The boy just stares, eyes fixed on Roman’s gun with the incomprehension of someone who has never been truly afraid before and doesn’t have a framework for processing it.
We’re moving past them.
I’m almost through the door when I hear it.
Fabric rustling.
Movement behind me.
I spin with my weapon raised and watch the boy reach into his pocket with fingers that tremble so badly he can barely grip whatever he’s trying to retrieve. I open my mouth to tell him to stop, to freeze, to put his hands back on the ground where they’re safe, but the words don’t come fast enough.
The shot cracks before I can speak.
Yuri Petrovich fires on reflexes.

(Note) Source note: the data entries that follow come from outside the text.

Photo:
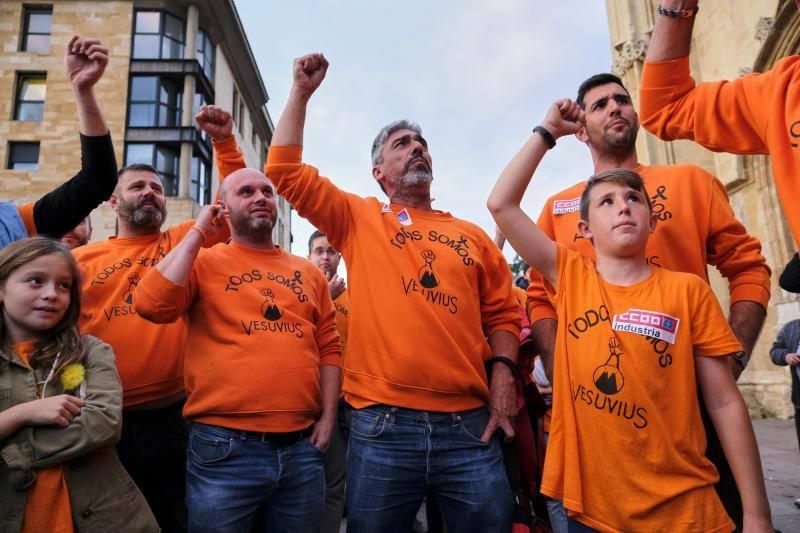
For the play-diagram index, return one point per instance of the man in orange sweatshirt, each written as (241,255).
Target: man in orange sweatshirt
(149,356)
(696,228)
(755,114)
(262,365)
(430,305)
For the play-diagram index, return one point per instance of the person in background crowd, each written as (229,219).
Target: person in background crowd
(149,356)
(60,210)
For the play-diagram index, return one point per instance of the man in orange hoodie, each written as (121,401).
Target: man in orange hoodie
(755,114)
(696,227)
(430,306)
(262,365)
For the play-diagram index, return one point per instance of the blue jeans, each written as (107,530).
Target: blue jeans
(231,474)
(397,456)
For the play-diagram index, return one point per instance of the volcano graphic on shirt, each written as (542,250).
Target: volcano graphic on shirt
(427,277)
(269,309)
(133,281)
(608,377)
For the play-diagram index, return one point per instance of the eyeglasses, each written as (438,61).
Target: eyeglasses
(324,251)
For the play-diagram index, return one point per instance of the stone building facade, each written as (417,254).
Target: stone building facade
(730,39)
(167,57)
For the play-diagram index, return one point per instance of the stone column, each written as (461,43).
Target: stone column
(190,52)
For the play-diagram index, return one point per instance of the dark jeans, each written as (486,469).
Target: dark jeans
(726,486)
(234,476)
(397,456)
(153,451)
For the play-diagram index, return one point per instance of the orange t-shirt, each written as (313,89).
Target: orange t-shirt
(755,114)
(426,289)
(47,507)
(342,305)
(627,445)
(149,356)
(261,323)
(696,227)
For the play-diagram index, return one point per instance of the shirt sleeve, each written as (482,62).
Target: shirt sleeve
(159,300)
(711,334)
(735,253)
(60,210)
(327,336)
(722,116)
(538,304)
(499,308)
(315,198)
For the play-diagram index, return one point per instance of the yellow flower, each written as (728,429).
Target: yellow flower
(72,375)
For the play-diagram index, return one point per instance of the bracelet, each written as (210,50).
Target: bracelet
(506,361)
(548,137)
(201,232)
(679,13)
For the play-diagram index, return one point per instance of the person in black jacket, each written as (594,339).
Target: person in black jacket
(63,208)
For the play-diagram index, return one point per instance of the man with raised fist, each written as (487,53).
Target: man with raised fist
(756,114)
(60,210)
(431,310)
(149,356)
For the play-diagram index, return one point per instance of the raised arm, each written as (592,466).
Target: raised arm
(672,36)
(529,241)
(62,209)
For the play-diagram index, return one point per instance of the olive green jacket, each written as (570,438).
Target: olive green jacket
(102,495)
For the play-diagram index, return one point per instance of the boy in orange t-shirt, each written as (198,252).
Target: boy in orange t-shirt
(626,440)
(262,365)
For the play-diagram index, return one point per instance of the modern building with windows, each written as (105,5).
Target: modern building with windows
(167,58)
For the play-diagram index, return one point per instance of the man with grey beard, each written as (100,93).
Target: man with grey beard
(430,308)
(149,356)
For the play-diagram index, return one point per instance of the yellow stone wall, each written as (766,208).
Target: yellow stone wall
(727,42)
(59,155)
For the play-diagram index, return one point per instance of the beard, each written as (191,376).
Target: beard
(146,215)
(254,229)
(615,145)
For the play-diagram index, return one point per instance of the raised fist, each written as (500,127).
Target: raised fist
(86,60)
(215,121)
(309,71)
(565,117)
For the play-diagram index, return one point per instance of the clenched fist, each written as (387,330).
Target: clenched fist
(309,71)
(565,117)
(215,121)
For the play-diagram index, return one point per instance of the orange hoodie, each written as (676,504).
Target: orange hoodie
(696,227)
(149,356)
(754,114)
(426,289)
(627,445)
(261,323)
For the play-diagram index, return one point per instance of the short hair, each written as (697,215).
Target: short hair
(314,236)
(384,133)
(622,176)
(142,167)
(596,81)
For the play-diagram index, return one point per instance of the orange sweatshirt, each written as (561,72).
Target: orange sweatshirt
(754,114)
(342,305)
(426,289)
(47,507)
(627,445)
(696,227)
(261,323)
(149,356)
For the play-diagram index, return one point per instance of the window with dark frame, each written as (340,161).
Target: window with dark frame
(36,24)
(158,35)
(30,95)
(23,155)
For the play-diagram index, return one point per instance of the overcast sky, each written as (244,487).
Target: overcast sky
(476,75)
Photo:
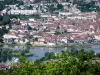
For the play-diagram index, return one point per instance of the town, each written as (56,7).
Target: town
(61,27)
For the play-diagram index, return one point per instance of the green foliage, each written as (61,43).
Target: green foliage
(65,63)
(59,6)
(9,2)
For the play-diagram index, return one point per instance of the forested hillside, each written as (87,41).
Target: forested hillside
(64,63)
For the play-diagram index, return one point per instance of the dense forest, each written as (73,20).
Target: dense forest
(64,63)
(3,3)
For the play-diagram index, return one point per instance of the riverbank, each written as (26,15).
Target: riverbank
(53,46)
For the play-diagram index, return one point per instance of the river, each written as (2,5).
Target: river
(39,52)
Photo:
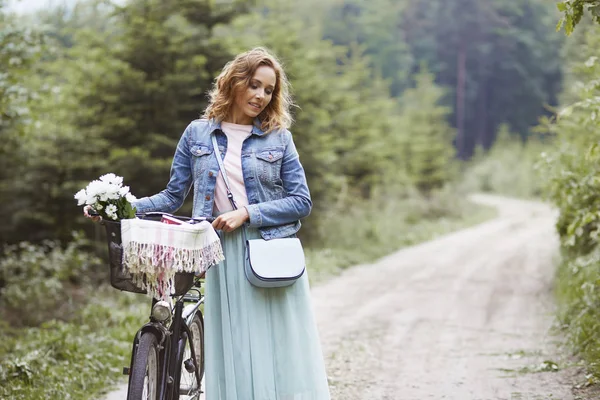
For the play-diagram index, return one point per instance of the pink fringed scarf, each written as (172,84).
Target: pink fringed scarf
(153,252)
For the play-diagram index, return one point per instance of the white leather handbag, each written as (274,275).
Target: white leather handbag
(268,263)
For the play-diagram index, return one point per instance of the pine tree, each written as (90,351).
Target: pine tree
(428,151)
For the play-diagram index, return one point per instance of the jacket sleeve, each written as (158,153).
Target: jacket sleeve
(171,199)
(297,204)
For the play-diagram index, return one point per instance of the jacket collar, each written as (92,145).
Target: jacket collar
(256,129)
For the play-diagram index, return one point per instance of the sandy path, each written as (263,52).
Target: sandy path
(447,319)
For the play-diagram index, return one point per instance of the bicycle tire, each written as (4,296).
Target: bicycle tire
(184,383)
(144,383)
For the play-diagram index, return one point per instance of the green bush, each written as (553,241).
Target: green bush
(359,231)
(43,282)
(509,168)
(75,359)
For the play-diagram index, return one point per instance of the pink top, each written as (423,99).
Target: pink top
(236,134)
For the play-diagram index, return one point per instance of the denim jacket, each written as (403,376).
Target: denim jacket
(275,182)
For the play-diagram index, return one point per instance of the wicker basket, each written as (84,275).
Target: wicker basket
(120,278)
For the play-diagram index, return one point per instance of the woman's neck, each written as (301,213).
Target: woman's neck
(238,118)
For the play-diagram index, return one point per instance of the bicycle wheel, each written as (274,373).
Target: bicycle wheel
(190,377)
(144,374)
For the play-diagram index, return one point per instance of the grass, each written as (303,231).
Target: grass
(578,295)
(368,233)
(72,360)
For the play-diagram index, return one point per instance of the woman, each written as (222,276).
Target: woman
(261,344)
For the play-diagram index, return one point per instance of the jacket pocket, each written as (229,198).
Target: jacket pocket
(270,155)
(200,157)
(268,166)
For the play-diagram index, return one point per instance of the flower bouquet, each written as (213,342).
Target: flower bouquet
(108,197)
(149,256)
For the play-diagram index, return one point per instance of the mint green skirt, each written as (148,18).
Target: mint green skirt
(260,344)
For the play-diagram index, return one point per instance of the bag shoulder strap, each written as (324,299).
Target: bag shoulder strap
(223,171)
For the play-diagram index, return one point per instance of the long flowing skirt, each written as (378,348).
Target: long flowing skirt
(261,344)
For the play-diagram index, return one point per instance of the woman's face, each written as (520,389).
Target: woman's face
(249,103)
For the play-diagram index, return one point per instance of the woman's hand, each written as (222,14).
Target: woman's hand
(86,213)
(232,220)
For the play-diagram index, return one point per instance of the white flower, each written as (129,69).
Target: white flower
(111,211)
(81,197)
(112,179)
(124,190)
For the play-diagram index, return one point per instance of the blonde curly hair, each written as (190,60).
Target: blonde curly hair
(236,76)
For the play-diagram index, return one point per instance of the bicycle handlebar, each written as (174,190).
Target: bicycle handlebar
(157,215)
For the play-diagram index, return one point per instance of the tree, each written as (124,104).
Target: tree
(428,150)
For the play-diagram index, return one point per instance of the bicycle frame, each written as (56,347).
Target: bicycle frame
(171,342)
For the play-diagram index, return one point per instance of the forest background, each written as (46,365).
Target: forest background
(404,107)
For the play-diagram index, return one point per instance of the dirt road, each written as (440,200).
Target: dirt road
(455,318)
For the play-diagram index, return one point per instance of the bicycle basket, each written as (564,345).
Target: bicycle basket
(120,278)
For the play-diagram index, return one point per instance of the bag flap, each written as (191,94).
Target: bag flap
(276,258)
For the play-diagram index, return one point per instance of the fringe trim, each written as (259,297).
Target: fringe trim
(153,266)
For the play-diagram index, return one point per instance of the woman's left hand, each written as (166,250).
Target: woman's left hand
(232,220)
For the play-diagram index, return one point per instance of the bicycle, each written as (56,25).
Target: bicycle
(167,358)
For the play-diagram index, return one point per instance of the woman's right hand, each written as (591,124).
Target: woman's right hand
(86,213)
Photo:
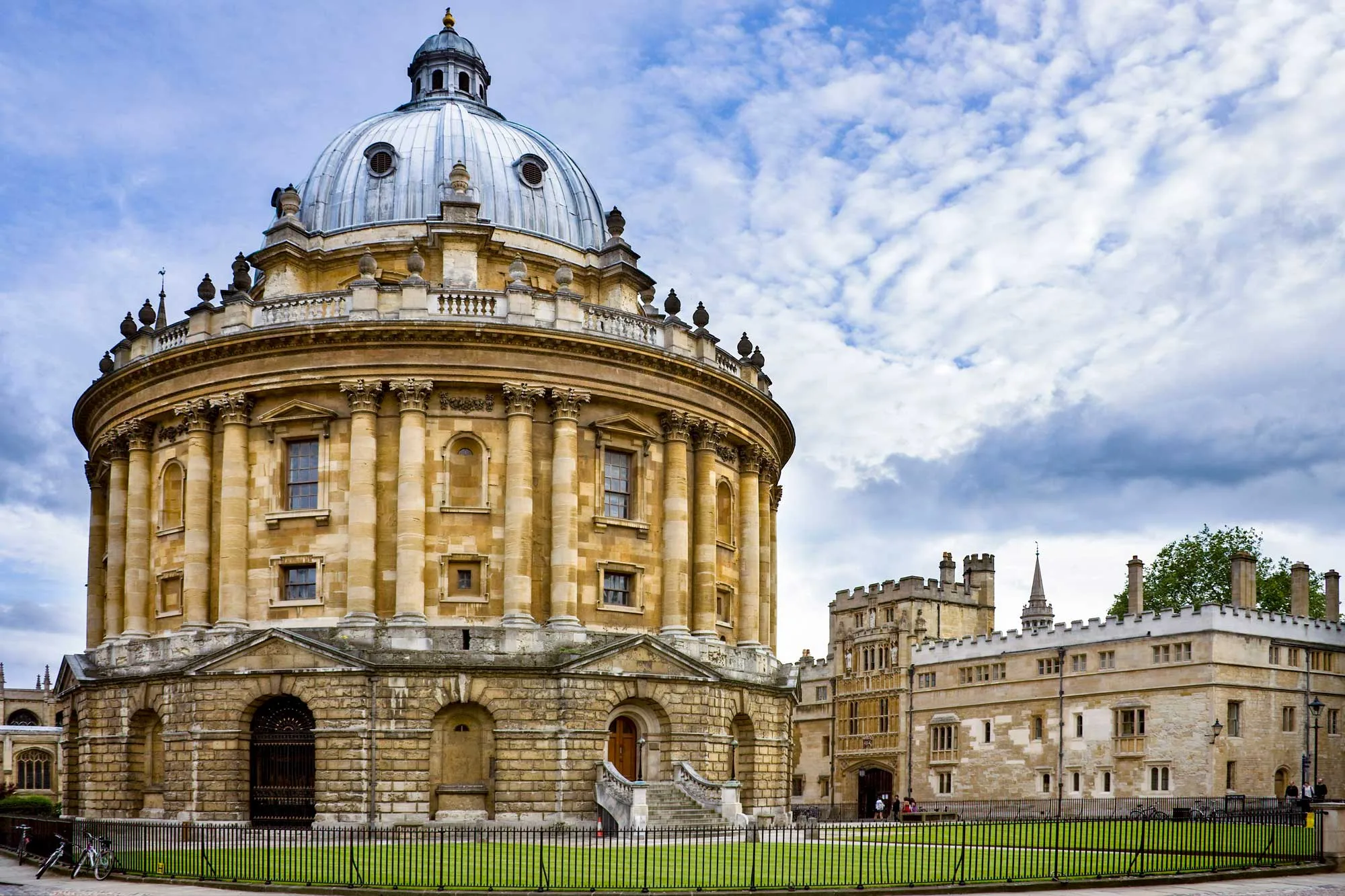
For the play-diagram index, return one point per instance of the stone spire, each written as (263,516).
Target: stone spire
(1038,614)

The bullet catches the boy in the chest and sends him sprawling backward onto the tile he was already lying on.
Red spreads across his white kitchen uniform.
His hand comes free from his pocket, holding a photograph with laminated edges worn soft from years of being carried everywhere, falling from his fingers to land face-up on the marble three feet from his outstretched hand.
A girl his age with dark hair and a smile.
He was reaching for her.
His eyes are going glassy, and the cook is screaming now, a raw animal sound ripping from her throat while she tries to crawl toward her son’s body.
Roman’s hand closes around my upper arm and pulls me toward the door with force that allows no argument.
“Dvigat?sya,” he says. “We have to move, Anya, there’s nothing we can do for him, we have to move—”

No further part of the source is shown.